Fortune's sweep-line algorithm computes both in O(n log n). The duality means you get two structures for the price of one.

The Mesh Quality Connection

Delaunay triangulations have the max-min angle property: among all triangulations of a point set, Delaunay maximizes the smallest angle. This makes it the starting point for finite element meshes. Ruppert's refinement algorithm iteratively adds Steiner points to eliminate bad triangles, guaranteeing minimum angle ≥ 20.7° (or configurable threshold).

This matters beyond pure math: any system that discretizes a continuous domain (sensor networks, terrain models, flow simulation) benefits from well-shaped triangles. Poorly-shaped triangles cause numerical instability in interpolation and simulation.

---

IV. Polygon Operations: The Boolean Geometry Engine

The Core Operations

Union, intersection, difference, and symmetric difference of polygons are the foundation of:

Map overlay (land use ∩ flood zones)
CAD/manufacturing (constructive solid geometry)
Geofencing (region combination: "inside A but not B")
Spatial analysis (buffer + intersect workflows)

Implementation Reality

The Weiler-Atherton and Greiner-Hormann algorithms are taught in textbooks. In practice, no one should implement polygon booleans from scratch. The degenerate cases (shared edges, touching vertices, near-collinear segments) create a combinatorial nightmare.

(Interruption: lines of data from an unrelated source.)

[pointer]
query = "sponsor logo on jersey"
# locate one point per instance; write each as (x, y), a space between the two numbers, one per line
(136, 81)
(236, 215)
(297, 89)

Use GEOS (C++/C), JTS (Java), Shapely (Python), or Turf.js (JavaScript). These libraries represent decades of bug fixes for edge cases you won't anticipate.

The Minkowski Sum

The Minkowski sum A ⊕ B = {a + b : a ∈ A, b ∈ B} is the key to:

Collision detection: Robot with shape B is collision-free at position p iff p is outside the Minkowski sum of obstacles with -B (the reflected shape)
Morphological operations: Dilation (Minkowski sum with disk), erosion (Minkowski difference)
Offset curves: Buffer a polygon by sweeping a disk along its boundary = Minkowski sum

For convex polygons, the Minkowski sum is computable in O(n + m) by merging edge sequences. For non-convex polygons, decompose into convex parts first.

---

V. Motion Planning: From Geometry to Action

Configuration Space

The fundamental insight of motion planning: transform the problem from "robot navigating around obstacles in workspace" to "point navigating in configuration space." Each point in C-space represents a complete pose of the robot. Obstacles in workspace map to forbidden regions in C-space via Minkowski sums.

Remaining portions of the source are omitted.